Пружинящей походкой Латхус двигался по улочкам, и его не волновали ни свежий ночной воздух, ни птичьи трели в ветвях растущих вдоль дорог платанов. У него была одна цель — сопроводить охраняемого до нужного места, и он хладнокровно исполнял ее. И пока Латхус упрямо шел вперед, ведя под звездами к растущей громаде дворца, Юлиан погрузился в размышления. Он вспоминал, как остро Наурика реагировала на его прикосновения, вспоминал, как страстно и целиком она отдавалась ему. Не знай он, что перед ним богатая дама, которую обслуживали сотни слуг, то решил бы, что она одинока и несчастна. А может, так оно и было? Может, слепота и апатия Морнелия разладили доселе крепкие отношения? Может, потому и случались припадки злости у Наурики, которые она обрушивала на придворных?

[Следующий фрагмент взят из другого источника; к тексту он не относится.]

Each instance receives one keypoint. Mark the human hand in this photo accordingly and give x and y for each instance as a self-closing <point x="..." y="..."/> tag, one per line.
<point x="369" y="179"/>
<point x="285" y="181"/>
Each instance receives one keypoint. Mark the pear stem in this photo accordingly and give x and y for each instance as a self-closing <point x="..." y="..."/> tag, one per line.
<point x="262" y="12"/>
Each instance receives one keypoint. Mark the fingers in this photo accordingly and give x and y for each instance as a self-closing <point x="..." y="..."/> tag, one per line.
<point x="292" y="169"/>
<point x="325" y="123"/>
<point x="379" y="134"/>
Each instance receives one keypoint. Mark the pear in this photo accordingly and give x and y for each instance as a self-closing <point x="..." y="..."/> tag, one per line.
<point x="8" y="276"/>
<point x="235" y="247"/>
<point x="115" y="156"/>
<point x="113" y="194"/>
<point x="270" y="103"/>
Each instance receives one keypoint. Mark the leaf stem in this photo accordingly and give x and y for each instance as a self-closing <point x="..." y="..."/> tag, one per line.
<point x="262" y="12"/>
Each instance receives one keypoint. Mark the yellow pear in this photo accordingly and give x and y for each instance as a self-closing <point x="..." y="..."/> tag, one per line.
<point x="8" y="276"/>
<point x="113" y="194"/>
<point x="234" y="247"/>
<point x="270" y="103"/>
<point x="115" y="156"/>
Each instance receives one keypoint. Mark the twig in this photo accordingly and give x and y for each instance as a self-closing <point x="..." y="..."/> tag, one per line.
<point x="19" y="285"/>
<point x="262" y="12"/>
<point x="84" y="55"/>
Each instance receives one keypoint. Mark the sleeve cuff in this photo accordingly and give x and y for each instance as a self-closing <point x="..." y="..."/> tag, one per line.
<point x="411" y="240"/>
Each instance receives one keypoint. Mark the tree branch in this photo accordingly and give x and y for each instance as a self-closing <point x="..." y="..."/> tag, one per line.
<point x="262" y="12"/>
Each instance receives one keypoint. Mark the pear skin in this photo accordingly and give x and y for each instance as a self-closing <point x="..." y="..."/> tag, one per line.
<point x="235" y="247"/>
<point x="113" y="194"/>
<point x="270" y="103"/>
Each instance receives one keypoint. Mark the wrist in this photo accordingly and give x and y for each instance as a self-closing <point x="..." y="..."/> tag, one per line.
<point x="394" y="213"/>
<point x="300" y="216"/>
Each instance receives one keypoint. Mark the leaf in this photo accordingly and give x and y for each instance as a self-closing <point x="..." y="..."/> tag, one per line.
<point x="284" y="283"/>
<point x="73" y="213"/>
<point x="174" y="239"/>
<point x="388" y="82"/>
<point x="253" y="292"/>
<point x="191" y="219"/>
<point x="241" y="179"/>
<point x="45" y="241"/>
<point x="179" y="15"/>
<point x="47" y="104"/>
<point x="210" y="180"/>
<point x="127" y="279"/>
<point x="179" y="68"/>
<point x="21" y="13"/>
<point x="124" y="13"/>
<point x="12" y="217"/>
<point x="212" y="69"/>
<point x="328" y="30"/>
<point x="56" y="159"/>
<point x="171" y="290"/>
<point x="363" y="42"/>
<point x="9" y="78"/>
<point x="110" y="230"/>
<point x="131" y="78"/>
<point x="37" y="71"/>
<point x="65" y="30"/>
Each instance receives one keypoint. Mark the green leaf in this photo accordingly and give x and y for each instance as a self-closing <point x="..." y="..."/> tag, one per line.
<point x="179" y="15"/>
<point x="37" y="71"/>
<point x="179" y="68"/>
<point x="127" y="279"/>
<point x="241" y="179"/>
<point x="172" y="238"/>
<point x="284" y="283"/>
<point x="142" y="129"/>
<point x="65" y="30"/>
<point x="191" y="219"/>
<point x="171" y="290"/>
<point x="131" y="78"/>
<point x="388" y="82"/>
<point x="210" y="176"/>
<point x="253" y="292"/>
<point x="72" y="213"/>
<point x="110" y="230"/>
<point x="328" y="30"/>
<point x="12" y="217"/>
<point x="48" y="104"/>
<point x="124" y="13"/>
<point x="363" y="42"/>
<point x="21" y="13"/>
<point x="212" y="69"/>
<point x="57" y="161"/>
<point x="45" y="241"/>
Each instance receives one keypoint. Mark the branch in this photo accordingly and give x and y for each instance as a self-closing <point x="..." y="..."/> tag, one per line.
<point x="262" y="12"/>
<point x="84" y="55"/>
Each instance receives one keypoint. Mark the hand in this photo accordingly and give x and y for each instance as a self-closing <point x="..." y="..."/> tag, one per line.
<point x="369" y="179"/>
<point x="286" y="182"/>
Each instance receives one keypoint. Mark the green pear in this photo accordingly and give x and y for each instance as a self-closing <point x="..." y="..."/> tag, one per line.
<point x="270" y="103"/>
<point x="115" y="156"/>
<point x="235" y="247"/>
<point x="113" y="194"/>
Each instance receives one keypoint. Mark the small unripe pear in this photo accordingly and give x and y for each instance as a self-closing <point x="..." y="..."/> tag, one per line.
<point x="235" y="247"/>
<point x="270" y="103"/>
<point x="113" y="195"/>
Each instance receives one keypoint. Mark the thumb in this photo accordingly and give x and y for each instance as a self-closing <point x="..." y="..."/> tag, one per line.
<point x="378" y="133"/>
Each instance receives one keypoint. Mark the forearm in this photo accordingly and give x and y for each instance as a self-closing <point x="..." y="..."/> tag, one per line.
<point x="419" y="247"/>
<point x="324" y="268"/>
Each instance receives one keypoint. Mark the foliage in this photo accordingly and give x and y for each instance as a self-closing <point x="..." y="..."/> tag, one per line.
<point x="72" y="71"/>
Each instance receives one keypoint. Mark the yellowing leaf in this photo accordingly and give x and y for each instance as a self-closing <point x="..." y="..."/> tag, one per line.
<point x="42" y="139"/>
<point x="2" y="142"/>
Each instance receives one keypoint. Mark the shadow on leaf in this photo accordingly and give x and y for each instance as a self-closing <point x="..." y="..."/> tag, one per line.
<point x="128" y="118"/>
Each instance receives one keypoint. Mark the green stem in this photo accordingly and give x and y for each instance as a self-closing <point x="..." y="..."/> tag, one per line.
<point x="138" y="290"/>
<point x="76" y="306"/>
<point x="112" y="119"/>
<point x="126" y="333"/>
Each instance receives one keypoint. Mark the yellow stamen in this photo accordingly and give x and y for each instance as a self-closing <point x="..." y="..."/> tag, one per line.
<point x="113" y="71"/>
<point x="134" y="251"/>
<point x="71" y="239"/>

Право же, женщинам любовь всегда важнее политики, уж такие они создания.
Показалась дворцовая стена, и Юлиан поднял голову к огромной Коронной башне, стараясь различить свет на высоких этажах. Однако верхние ярусы были черны, в то время как на нижних кипела жизнь. Навстречу скользнула тень. Юлиан плотнее замотался в плащ, глубже надвинул капюшон и разминулся с незнакомцем. Тот тоже пожелал быть неузнанным и прошел, кутаясь, улочку в стороне. За ним шлейфом протянулся запах женских духов: корица с лавандой. Амурные дела, сокрытые в ночи, усмехнулся про себя веномансер. Не думал он, что станет одним из таких приходящих любовников.
Ворота хозяйственного двора были приоткрыты. И вот знакомая башня кордегардии, снова пустая. Латхус поднялся по винтовой лестнице. Опять этот коридор, в котором будто нарочно потушили все лампы. Юлиан последовал в комнатку с бельем.
— Приведи себя в порядок. Омой руки карьением. Затем мы отправимся к почтенной Маронавре, — прозвучали знакомые слова.
Поморщившись от приказа, Юлиан скинул грязные сапоги и надел мягкие туфли с кисточками. Затем окунул руки в прозрачную воду, которая пахла кислотой, и обмыл ладони от возможного яда.
Потайная дверь в бельевой открылась. Затем последовала череда пыльных коридоров, по которым ходит не так много людей. И вот показался проем, из-под которого лился свет и запах мирта с ванилью. В прошлый раз Юлиан был одержим яростью, а теперь его сковало смущение, потому что не каждый день приходится заходить в покои королевы. Он вытер вспотевшие ладони о шаровары и коснулся ручки двери, пока Латхус возвращался к лестнице. Наурика сидела в кресле у камина, в котором трещали поленья. Отблески огня играли на ее горделивом лице, блестели на золотых украшениях в косе и пышной сорочке. При скрипе двери она повернула голову, но сделала это нарочито медленно. Взгляд ее, спокойный и властный, замер на вошедшем Юлиане, и тот отвесил поклон. Королева не ответила. Она лишь скользнула взором вниз, к ногам, и Юлиан, сам не осознавая, посмотрел туда же. Уж не обут ли он в грязные сапоги?
— Доброй ночи, Ваше Величество, — произнес он негромко и скинул плащ на спинку пышного алого диванчика.
— А ты сегодня вежлив, Вестник. И чист…
Наурика насмешливо вскинула брови. Лоб ее, высокий и округлый, отливал белизной, а на полных губах притаилась полуулыбка. Две толстые косы, мягкие, как южный шелк, лежали на покатых плечах. Королева ждала, не шевелилась.